Poetry Alum Jaia Hamid Bashir '20 Publishes 'The Afterlife of Sweetness'

March 13, 2026

Poetry alum Jaia Hamid Bashir '20 published her debut collection of poetry, The Afterlife of Sweetness, this past February after the book received the Charles B. Wheeler Prize in 2024. The Charles B. Wheeler Prize is awarded through The Ohio State University’s literary magazine The Journal, and supports a full-length book of poetry for publication. In addition to a book contract, the awardee is gifted $2,500. The winning collection, which must be a work of original unpublished work, is selected by Kathy Fagan and Marcus Jackson, co-editors of the Wheeler Prize and editorial staff of The Journal. 

The Afterlife of Sweetness, published through the OSU imprint Mad Creek, explores the defiance of Muslim American girlhood. Influenced and haunted by past lovers, Islamic theology, Hindu and Greek epics, and many fractured selves, the work traces the process of becoming.

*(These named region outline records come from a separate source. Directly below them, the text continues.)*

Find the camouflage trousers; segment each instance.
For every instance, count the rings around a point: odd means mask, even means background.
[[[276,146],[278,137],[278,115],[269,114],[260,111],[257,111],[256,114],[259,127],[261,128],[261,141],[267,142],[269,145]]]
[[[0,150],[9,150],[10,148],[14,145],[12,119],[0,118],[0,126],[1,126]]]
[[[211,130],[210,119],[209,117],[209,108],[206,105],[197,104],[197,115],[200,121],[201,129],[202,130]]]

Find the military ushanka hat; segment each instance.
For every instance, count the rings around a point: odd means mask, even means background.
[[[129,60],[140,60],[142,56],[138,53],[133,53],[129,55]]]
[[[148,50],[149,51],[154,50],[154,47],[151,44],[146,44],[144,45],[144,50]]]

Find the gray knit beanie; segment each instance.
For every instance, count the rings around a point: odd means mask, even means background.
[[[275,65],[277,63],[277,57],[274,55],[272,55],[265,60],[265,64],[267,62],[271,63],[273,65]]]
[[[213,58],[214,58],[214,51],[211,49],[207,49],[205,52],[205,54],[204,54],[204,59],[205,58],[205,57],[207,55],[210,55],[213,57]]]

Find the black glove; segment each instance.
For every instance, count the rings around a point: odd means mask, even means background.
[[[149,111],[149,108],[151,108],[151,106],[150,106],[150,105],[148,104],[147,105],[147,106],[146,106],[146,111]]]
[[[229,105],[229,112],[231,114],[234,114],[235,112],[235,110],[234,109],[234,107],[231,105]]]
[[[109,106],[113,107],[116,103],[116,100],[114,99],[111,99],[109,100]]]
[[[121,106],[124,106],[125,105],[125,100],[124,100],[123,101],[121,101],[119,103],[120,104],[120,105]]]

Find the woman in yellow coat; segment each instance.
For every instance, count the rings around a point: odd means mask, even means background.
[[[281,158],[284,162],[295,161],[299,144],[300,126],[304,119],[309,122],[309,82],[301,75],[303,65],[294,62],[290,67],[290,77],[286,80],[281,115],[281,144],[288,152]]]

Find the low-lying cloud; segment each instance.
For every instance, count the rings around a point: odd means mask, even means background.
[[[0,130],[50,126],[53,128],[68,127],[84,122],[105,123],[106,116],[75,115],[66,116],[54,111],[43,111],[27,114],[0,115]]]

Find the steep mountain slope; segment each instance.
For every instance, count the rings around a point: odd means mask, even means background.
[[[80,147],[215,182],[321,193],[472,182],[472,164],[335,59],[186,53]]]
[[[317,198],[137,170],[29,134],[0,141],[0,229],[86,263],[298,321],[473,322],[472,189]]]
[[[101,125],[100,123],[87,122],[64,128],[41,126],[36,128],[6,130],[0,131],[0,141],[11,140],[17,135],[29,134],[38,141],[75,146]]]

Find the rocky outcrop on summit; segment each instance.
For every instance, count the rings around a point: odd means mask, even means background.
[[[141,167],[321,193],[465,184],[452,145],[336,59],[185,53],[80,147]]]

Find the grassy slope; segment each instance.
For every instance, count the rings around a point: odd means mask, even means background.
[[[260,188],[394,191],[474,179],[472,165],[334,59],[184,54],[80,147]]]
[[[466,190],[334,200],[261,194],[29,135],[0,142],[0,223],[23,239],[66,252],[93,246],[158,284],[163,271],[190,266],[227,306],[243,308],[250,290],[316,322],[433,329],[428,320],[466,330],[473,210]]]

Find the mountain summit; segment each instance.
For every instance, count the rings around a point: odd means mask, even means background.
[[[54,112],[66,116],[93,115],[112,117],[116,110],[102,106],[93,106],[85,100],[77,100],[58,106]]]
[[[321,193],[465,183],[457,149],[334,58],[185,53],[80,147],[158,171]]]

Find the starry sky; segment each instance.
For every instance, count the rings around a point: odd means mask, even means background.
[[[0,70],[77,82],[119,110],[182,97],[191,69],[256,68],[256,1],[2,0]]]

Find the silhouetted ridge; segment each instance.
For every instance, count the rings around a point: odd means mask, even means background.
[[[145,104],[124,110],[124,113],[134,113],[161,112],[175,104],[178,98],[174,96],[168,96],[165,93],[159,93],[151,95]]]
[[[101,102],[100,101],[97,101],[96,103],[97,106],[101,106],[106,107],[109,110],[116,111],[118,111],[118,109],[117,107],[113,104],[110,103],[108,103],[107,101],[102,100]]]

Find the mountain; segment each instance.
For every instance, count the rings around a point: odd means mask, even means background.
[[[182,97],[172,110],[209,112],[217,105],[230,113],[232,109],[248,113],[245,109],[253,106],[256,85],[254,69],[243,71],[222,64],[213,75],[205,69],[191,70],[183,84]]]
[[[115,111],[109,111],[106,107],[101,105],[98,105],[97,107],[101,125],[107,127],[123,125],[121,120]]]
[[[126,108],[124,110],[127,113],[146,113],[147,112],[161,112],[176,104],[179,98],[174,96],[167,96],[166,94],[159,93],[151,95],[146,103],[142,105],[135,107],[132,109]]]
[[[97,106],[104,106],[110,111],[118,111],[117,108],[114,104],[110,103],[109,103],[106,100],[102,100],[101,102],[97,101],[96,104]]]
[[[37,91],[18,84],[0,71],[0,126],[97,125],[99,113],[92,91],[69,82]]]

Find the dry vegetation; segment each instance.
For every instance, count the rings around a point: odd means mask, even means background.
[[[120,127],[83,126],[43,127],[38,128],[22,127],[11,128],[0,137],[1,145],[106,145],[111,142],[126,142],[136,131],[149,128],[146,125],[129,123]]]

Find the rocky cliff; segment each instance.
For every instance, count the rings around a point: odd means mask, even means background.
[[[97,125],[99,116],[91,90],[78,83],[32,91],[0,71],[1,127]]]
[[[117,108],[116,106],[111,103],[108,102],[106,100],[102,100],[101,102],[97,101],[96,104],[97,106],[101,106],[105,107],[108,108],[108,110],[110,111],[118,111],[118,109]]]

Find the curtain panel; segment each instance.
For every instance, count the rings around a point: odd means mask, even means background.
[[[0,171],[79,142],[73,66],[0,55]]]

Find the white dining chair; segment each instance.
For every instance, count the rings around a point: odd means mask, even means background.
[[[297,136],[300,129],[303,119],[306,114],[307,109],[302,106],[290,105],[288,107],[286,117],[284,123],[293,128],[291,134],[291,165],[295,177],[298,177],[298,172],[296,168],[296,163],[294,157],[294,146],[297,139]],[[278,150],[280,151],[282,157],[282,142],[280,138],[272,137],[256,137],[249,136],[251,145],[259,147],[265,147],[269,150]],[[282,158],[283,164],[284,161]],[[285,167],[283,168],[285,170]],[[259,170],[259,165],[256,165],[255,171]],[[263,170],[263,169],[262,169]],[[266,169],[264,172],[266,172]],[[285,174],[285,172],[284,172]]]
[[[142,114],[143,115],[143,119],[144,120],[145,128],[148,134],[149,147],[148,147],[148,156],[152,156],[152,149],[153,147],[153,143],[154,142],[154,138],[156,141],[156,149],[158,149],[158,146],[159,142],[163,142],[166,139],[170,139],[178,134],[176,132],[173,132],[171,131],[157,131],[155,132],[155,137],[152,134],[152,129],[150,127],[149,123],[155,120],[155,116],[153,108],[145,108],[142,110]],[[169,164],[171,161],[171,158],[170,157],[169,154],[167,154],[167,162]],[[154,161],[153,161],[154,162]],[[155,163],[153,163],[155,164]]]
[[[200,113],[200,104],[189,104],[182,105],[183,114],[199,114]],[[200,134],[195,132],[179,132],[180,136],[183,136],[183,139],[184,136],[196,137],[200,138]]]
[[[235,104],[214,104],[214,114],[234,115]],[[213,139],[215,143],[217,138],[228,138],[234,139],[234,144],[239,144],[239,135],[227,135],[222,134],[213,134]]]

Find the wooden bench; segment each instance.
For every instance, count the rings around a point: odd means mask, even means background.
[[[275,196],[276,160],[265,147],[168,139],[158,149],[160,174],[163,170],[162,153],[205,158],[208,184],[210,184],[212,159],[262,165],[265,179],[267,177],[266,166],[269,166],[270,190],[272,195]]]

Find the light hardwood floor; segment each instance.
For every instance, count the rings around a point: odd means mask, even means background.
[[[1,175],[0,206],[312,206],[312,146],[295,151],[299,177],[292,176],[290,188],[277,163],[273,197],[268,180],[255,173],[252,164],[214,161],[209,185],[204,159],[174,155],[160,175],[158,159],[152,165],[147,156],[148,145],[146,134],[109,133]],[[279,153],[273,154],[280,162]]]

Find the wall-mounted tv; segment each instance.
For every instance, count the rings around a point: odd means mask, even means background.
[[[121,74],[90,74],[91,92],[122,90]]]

Recalling the work of Kaveh Akbar, Frank Stanford, Rumo, and Jorie Graham, Bashir’s poems move between abandoned gas stations, The Qur’anic caves of Amman, the The American West, the Metropolitan Museum of Art, and suburban America. Recurring characters include dogs, oysters, deers, goats, and maggots as Bashir explores memory, eros, and rot: what remains after dissection. Channeling detours and pilgrimage, Bashir wonders if holiness is not elsewhere but here. 

"In her adept portrayal of many contrasting subjects, settings, beauties, and griefs, Bashir creates a nuanced and fresh mode of encountering the world with all its dangers and raptures. The poems in this book are vivid, wise, intimate, and original," remarks editor Marcus Jackson. "A transfixing collection whose layers gracefully unfurl through poems that fearlessly process the physical and psychological dilemmas of existence and mortality."

Jaia Hamid Bashir is a poet raised by immigrants from South Asia and raised in the American West. In her writing, Bashir returns to the inexhaustible: the ecosystems that make us, the omnipresent pain of immigrant sorrow, the ordinary presence of cruelty, and the bewildering layered experiences of Muslim girlhood. She writes on topics like sex, hunger, cooking, the beloved, the holy, the body, and ideas of happiness, or sadness, in a world where categories so often collapse. Bashir’s chapbook Desire/Halves—a collection in English, Urdu, and Spanish—was published in 2020 by Nine Syllables Press. Bashir holds a masters of arts in Environmental Humanities from The University of Utah, and works as a teacher, lecturer, and writing workshop facilitator.